Три дня мама маялась воспалением лёгких в районной больнице, а на четвёртый перестала. Михаил Фёдорович к такому никак не был готов. Они прожили в этой квартире вдвоём пятьдесят один год, за вычетом двух месяцев — его позорной попытки побега к лаборантке Верочке. «Мама, Мишенька, — единственная женщина, для которой ты останешься главным мужчиной в жизни, она никогда тебя не бросит». Вот и на тебе «никогда».

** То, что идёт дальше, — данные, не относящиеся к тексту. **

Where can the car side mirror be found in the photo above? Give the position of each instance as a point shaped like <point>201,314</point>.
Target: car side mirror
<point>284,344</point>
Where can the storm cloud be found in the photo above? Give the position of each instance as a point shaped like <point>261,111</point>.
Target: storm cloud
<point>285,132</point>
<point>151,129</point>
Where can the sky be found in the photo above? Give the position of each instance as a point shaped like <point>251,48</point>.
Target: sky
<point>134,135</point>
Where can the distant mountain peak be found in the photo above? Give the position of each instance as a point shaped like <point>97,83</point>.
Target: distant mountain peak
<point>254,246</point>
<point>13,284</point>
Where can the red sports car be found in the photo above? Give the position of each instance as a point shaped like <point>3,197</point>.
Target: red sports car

Суп, сваренный мамой перед отъездом в больницу, закончился аккурат за день до похорон, поэтому на прощание с усопшей Михаил Фёдорович отправился в скорби и в голоде. Воскресения мертвым он не чаял, но терпеливо выстоял службу в кладбищенской часовне, исполняя материнскую волю, известную ему ещё с детства: «Помру, не вздумай закопать меня, как собаку безбожную». Под заунывное пение сначала думал изо всех сил об абелевых группах, но не смог, сдался мысли о том, что на поминки заказано в кафе «Любава»: винегрет с квашеной капустой (сто двадцать граммов), щи рыбные (двести сорок граммов), пюре картофельное с минтаем (сто тридцать граммов плюс восемьдесят граммов), плюшка «Горьковская» (сто десять граммов). Складывал в уме нехитрые числа и никак не мог увидеть перед собой итоговой суммы из-за набегавших на глаза слёз.
Впервые крапивница застала Михаила Фёдоровича на сиденье тряского автобуса, в котором он с девятью малознакомыми старухами ехал с кладбища в «Любаву». Он заметил её возле своего плеча, когда, протерев запотевшие от мороза очки, попытался разглядеть в окно остающуюся позади, под чернёным крестом, маму. Бабочка билась в ледяное стекло, не видя пути. Михаил Фёдорович тогда не нашёл в себе сил даже удивиться. Ну, бабочка. Странно, конечно, видеть её здесь в такой холод. Но мысль эта не прижилась в голове, вылетела на первом же повороте.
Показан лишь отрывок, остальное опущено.